La commissaire en chef de l'Enquête nationale sur les femmes et les filles autochtones disparues ou assassinées a demandé mardi à tous les Canadiens de s'ouvrir à la vérité crue de cette violence subie pendant des générations.

À l'ouverture des audiences publiques, mardi à Whitehorse, au Yukon, Marion Buller a soutenu que ces audiences constituent une étape douloureuse mais essentielle dans l'histoire du pays.

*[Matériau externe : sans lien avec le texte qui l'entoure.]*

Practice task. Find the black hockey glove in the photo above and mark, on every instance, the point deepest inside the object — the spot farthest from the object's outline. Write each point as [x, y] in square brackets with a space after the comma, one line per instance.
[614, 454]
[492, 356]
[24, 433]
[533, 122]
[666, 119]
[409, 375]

Les audiences à Whitehorse, sous un chapiteau, devaient voir défiler 13 membres de quatre familles qui ont accepté de témoigner. Ces témoignages et ceux de survivantes se poursuivront jusqu'à jeudi; les participants peuvent parler aussi longtemps qu'ils le souhaitent.

Mme Buller a estimé qu'au milieu de ces témoignages troublants, il sera aussi question de courage et de résilience, de rédemption, de réconciliation, de croissance personnelle et d'innovation. Elle estime que ces audiences sont essentielles pour que le Canada puisse prendre toute la mesure de la violence systémique dont sont victimes les femmes et les filles autochtones.

Les audiences s'étaient amorcées lundi par une cérémonie du feu sacré à l'aube, suivie d'un repas traditionnel en soirée.

Les autres séances au sein des communautés autochtones ont été repoussées à l'automne, mais Mme Buller souligne que celles de Whitehorse s'amorcent dès maintenant en raison de la volonté des participants d'aller de l'avant.